Monde infernal : des vampires et des Lycans assoiffés de pouvoir

Monde infernal : des vampires et des Lycans assoiffés de pouvoir

Kate Beckinsale revêt à nouveau son costume de noir laqué pour combattre les féroces Lycans dans le cinquième chapitre de la franchise Monde infernal. Sélène devra toutefois vaincre une guerre intestine qui a pris naissance à l’intérieur de la dynastie des vampires de l’Est.

Monde infernal: La guerre du sang s’adresse évidemment aux connaisseurs de la saga opposant les vampires aux Lycans, créée en 2003. Non pas parce que le scénario écrit par Cory Goodman, Kevin Grevioux, Danny McBride et Len Wiseman (réalisateur du premier et deuxième et producteur des autres opus) est complexe.

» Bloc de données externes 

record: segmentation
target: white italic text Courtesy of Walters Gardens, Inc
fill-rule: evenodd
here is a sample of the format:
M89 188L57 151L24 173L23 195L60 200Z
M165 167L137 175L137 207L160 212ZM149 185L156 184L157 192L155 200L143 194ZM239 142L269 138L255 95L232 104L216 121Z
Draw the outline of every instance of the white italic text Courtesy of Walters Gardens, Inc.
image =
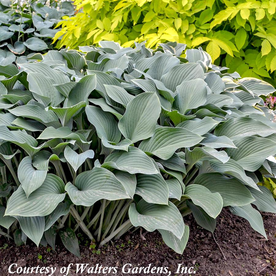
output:
M195 274L196 271L194 267L186 267L183 263L177 264L175 269L169 267L156 267L152 263L147 266L134 266L131 263L126 263L122 267L104 267L97 263L96 265L90 265L88 263L70 263L67 267L21 267L17 265L17 263L12 263L8 268L8 273L10 274L36 274L36 275L78 275L78 274L137 274L137 275L145 275L145 274L164 274L167 276L175 275L175 274ZM57 274L60 273L60 274Z

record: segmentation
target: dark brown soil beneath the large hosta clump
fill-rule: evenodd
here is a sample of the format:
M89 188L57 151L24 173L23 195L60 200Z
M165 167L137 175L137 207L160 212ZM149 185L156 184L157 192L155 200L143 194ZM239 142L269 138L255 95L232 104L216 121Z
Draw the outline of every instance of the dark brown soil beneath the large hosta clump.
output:
M168 267L171 275L176 274L177 266L183 263L184 267L194 267L195 274L210 276L240 276L240 275L276 275L276 220L275 215L263 213L264 226L267 232L266 241L259 233L251 229L249 223L240 217L233 216L227 209L223 210L217 218L217 228L214 236L225 254L223 259L221 251L214 242L213 236L199 227L190 215L185 217L185 223L190 226L190 237L183 255L179 255L169 249L162 241L159 233L146 233L142 236L139 231L134 234L127 233L114 244L89 250L89 244L85 246L86 238L81 242L81 259L78 259L63 247L56 247L56 252L50 248L27 243L26 246L17 247L13 242L0 239L0 275L11 276L8 267L17 263L22 267L56 267L55 276L60 274L61 267L68 267L73 263L68 275L76 274L76 263L88 263L95 266L97 263L103 267L118 267L117 275L123 274L122 267L131 263L133 267L148 266ZM145 238L145 240L144 240ZM5 246L7 244L7 246ZM50 251L50 252L49 252ZM100 273L102 275L102 273ZM45 275L45 274L21 274L21 275ZM89 274L91 275L91 274ZM95 275L95 274L94 274ZM105 274L115 275L115 274ZM136 274L136 275L161 275L161 274ZM168 274L162 274L168 275Z

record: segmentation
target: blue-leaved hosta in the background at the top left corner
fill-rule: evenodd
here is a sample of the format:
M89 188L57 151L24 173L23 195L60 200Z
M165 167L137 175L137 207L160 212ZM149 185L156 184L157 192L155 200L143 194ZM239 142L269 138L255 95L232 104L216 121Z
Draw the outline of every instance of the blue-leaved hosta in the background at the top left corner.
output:
M0 66L28 59L41 60L41 54L52 49L54 29L64 15L74 14L66 1L0 1Z

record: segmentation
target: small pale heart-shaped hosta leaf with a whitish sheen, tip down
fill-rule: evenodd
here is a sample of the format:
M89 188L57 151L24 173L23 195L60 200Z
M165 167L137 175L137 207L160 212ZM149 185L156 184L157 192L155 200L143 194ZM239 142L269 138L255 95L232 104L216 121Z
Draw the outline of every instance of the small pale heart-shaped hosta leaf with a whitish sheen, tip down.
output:
M93 158L94 152L92 149L89 149L83 153L76 153L69 146L66 146L64 149L64 157L67 162L72 166L75 172L78 171L78 168L85 162L87 158Z

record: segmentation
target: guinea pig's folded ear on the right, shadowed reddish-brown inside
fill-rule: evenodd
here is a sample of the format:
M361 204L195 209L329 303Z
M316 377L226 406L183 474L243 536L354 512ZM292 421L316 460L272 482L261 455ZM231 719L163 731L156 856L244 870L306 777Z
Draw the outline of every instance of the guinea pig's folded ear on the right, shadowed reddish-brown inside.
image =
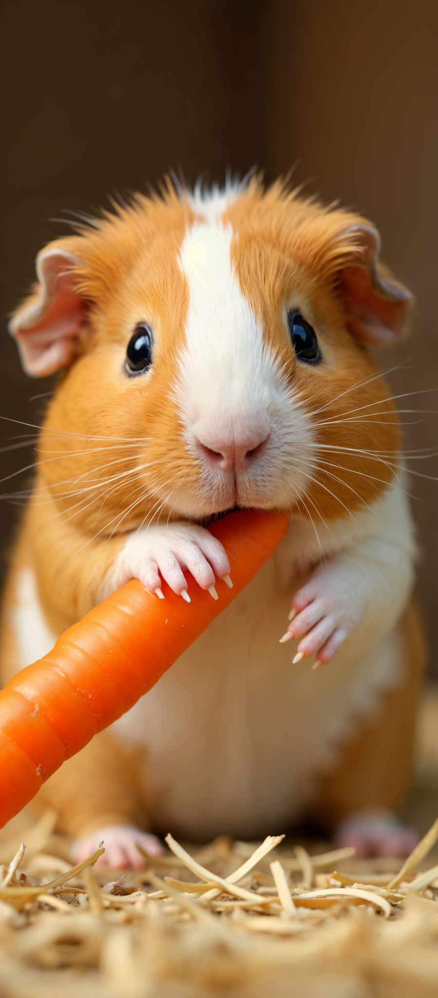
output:
M378 262L380 236L365 223L349 226L336 239L352 243L357 255L338 271L349 331L366 343L385 346L408 331L412 295Z

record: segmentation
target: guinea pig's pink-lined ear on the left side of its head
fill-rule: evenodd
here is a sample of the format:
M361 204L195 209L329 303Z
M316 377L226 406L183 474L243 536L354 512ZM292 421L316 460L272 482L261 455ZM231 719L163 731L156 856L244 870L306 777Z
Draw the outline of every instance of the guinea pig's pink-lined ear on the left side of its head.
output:
M59 244L41 250L37 287L9 323L23 367L34 377L67 367L79 352L86 315L86 302L75 289L79 262Z

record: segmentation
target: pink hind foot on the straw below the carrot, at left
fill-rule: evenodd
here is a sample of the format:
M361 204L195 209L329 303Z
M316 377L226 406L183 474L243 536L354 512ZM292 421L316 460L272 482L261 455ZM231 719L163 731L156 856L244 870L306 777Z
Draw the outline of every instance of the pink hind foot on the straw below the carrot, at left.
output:
M137 848L137 843L150 856L161 856L163 843L149 832L128 824L114 824L97 829L90 835L77 838L72 845L72 855L77 863L82 862L99 848L103 842L105 852L99 856L96 866L109 866L111 869L143 869L145 857Z

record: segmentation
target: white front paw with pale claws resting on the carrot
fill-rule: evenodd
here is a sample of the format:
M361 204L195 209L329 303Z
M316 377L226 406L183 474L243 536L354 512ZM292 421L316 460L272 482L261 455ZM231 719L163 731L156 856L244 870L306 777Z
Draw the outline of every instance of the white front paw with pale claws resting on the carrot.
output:
M198 524L177 522L148 527L130 535L107 585L110 591L129 579L140 579L163 599L162 581L190 603L184 575L189 571L202 589L218 599L216 579L231 586L229 562L220 542Z

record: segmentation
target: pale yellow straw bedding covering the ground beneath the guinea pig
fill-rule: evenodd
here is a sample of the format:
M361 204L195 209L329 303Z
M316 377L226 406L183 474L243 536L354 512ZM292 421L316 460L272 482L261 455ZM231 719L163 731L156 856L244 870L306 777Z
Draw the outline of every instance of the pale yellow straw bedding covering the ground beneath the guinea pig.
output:
M102 849L71 866L54 821L0 846L2 996L437 994L438 866L417 867L438 821L398 872L282 836L194 850L169 835L170 853L122 877L94 867Z

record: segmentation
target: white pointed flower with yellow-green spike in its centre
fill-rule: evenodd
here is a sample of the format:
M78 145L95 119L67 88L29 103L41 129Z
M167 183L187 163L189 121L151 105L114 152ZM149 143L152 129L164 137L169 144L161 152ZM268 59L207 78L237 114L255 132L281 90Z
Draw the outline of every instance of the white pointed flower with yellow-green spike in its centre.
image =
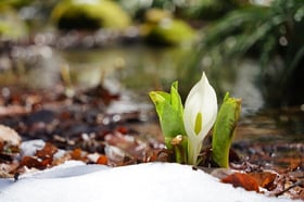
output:
M188 136L188 163L198 164L198 156L207 132L217 116L217 98L205 73L190 90L183 111L183 126Z

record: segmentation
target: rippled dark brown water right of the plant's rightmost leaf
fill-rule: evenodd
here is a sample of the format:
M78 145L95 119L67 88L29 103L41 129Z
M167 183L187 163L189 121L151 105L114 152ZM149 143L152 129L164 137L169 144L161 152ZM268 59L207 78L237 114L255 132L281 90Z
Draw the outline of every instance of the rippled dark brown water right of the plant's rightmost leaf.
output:
M304 112L300 108L264 110L240 121L235 140L274 144L304 142L303 123Z

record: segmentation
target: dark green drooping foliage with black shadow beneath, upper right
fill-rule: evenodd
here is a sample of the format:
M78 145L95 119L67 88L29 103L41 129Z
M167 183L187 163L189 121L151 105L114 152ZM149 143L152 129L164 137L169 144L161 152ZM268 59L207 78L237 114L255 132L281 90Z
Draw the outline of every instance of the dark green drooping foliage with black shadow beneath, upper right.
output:
M208 54L215 66L243 56L257 58L261 80L268 87L281 89L281 93L274 98L267 98L265 93L266 99L271 104L280 104L282 99L288 104L302 103L303 36L303 0L274 0L269 5L248 4L232 10L204 29L201 55Z

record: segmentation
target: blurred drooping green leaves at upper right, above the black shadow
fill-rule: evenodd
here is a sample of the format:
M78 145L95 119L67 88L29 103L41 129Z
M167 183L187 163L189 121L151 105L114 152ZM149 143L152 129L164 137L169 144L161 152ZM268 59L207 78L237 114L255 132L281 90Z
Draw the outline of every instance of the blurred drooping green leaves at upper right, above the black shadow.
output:
M263 64L277 53L286 54L286 59L296 63L296 59L303 56L303 47L296 43L303 42L300 37L303 17L304 3L301 0L288 3L275 0L269 7L251 4L231 11L212 24L203 43L205 48L217 48L224 56L241 56L255 49L261 52ZM291 55L292 52L296 54Z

En réalité, il tient en quelques lignes. Il faut déjà être séduit par la lucrative franchise pour apprécier les yeux fermés ce film qui allie les genres autant que les clichés.

La cinquième aventure de Monde infernal s’avère toutefois un bon divertissement comportant des effets spéciaux de qualité. Un petit plaisir coupable qui nous rappelle les Blade et Resident Evil de ce monde.

Tous au combat

Les récits entourant les vampires sont pratiquement aussi vieux que Sélène (Kate Beckinsale) qui fête son millénaire dans La guerre du sang. La vampire qui s’est aliénée son propre camp doit errer, sans patrie, dans un monde cerné par la guerre qui fait rage entre les vampires et les Lycans.

Les loups-garous ont maintenant un nouveau chef du nom de Marius (Tobias Menzies) qui augmente la force de frappe de la horde. Souhaitant prendre le pouvoir sur les territoires dirigés par les vampires, le clan attaque le peuple de la nuit qui se réfugie dans leurs forteresses au Nord et à l’Est.

Sélène est alors prise en chasse par les Lycans qui souhaitent mettre la main sur Ève, la fille de celle-ci. Seul le sang de celle-ci pourrait donner la puissance nécessaire à Marius pour vaincre les vampires.

Guerre sanglante

La guerre est au cœur de ce nouvel opus tandis que Sélène accompagnée de David (Theo James) doit rejoindre les rangs des vampires pour former l’armée nécessaire pour défendre le territoire.

La nouvelle venue au sein du conseil, Semira (Laura Pulver), tentera pour sa part de prendre le pouvoir de son peuple en dépit des règles et des traités de la dynastie vampirique. Une guerre intestine en plein cœur du château des territoires de l’Est fait rage tandis qu’à l’extérieur, l’ennemi s’approche à grands pas.

Monde infernal: La guerre du sangest un enchaînement de bagarres des plus sanglantes. Ces deux peuples ont beau exister depuis mille ans, la barbarie est restée dans ce monde où seul le plus fort des deux survit.

Code de geek

La réalisation d’Anna Foerster s’adresse directement aux amateurs de jeux vidéo. La caméra toujours en mouvance n’est pas sans rappeler l’écran d’une console.

Les nombreux combats sont filmés très près de l’action et l’enchaînement du montage est très rapide (deux secondes par plan). Ces choix confèrent au film, surtout en ouverture et lors de la scène finale, une captation instantanée de l’œil du spectateur. On ne regarde pas l’action, on est au cœur de celle-ci.

La direction artistique issue du gothique et de l’horreur allie de nombreux genres. L’exploitation du monde des vampires permet une signature visuelle emblématique, avec des éléments moyenâgeux et des costumes mélangeant des éléments contemporains et chevaleresques.

Univers

Avec des référents pigés dans le lexique des légendes, la saga développe certaines dimensions mythiques et crée ainsi son propre code de la divinité.

Le cinquième chapitre exploite une hiérarchisation à l’intérieur des peuples intéressante et dresse un portrait de la noblesse et des personnages avides de pouvoir qu’on découvre avec intérêt.

Mais toute bonne chose semble avoir une fin et on ne peut tirer éternellement du jus d’un citron à force de le presser. Il en va ainsi pour le sang et les vampires. Une suite semble pourtant encore se dessiner au loin.